Full credit, then to Kashflow, an accounting software provider, which came up with its own take on the Blue Monday PR exercise. It installed emergency boxes in locations around London – like the ones you see on trains – containing £50 and a letter from Kashflow founder Duane Jackson encouraging people to start their own businesses (plus a year’s subscription to Kashflow’s services). The boxes were labelled: “Break glass in case of emergency” – the emergency in this case being stuck in a hated job on the supposedly most depressing day of the year.
Kashflow’s campaign was a cute trick with a resonant message. For as many freelancers discovered some time ago, the thing to do if you’re miserable at work could well be to strike out on your own.
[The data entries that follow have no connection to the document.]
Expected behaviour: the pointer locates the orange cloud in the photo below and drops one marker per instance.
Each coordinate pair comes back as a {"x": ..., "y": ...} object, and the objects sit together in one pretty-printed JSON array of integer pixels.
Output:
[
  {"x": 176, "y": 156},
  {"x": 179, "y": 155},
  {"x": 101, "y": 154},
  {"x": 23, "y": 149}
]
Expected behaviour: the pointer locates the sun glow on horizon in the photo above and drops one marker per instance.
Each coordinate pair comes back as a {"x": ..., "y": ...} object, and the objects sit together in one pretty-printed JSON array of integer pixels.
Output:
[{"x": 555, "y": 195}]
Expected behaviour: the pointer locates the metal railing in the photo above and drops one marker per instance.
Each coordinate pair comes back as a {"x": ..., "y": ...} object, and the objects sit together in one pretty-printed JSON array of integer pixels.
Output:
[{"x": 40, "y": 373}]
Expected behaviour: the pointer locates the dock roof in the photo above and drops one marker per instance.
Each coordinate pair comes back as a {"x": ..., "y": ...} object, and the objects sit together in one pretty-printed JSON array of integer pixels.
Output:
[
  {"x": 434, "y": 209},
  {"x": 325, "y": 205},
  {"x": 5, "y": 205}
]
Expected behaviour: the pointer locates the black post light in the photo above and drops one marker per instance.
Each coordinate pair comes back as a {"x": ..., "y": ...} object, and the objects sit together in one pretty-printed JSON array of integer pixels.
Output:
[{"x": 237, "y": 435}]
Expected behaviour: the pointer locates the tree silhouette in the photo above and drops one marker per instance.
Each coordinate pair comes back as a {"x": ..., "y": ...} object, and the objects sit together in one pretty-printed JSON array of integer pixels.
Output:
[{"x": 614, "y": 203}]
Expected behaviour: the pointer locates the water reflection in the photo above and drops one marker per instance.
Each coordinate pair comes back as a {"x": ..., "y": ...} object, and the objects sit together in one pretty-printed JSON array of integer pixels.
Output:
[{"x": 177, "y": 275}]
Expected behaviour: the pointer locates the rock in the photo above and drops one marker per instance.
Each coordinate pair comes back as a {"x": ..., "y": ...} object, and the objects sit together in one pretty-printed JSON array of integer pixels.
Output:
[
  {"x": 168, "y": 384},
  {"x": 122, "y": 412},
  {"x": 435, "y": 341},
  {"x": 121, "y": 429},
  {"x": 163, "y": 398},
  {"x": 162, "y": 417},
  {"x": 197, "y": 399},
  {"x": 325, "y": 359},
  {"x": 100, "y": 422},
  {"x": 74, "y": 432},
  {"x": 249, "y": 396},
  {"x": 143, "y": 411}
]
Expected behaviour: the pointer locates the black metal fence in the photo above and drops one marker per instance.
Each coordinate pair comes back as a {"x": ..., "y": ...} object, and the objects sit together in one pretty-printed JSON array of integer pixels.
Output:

We know, of course, that many people have already done exactly that – Kingston University’s research put the number of freelancers in the UK at 1.53 million at the end of 2011 (the figure has probably risen further since then), up from 1.4 million three years previously.
That increase sometimes gets dismissed as a function of the difficult economic environment of the past five years – the suggestion is that people are going freelance after losing their jobs and being unable to find employment elsewhere.
No doubt some people do fall into that category - but many of those who have gone freelance after a redundancy have deliberately chosen to do so in preference to looking for a new job, rather than being forced down this road. Others have simply decided that they’ve had enough of working for other people.
Freelancing is flourishing in the UK and there’s every reason to think it will continue to do so. In this context, Kashflow’s campaign – PR stunt though it certainly is – will strike a chord with many people. Freelancing may not suit everyone, but there is every reason to give it a shot – particularly if you’re so miserable that Blue Monday actually feels like a reality, rather than a creation of the marketers.
If you’re freelancing already, feel free to spread the message by explaining how you spent Blue Monday. One of the big advantages of working for yourself can be the opportunity to decide when to work; freelancers who felt despondent on Monday got to go back to bed – or go sledging.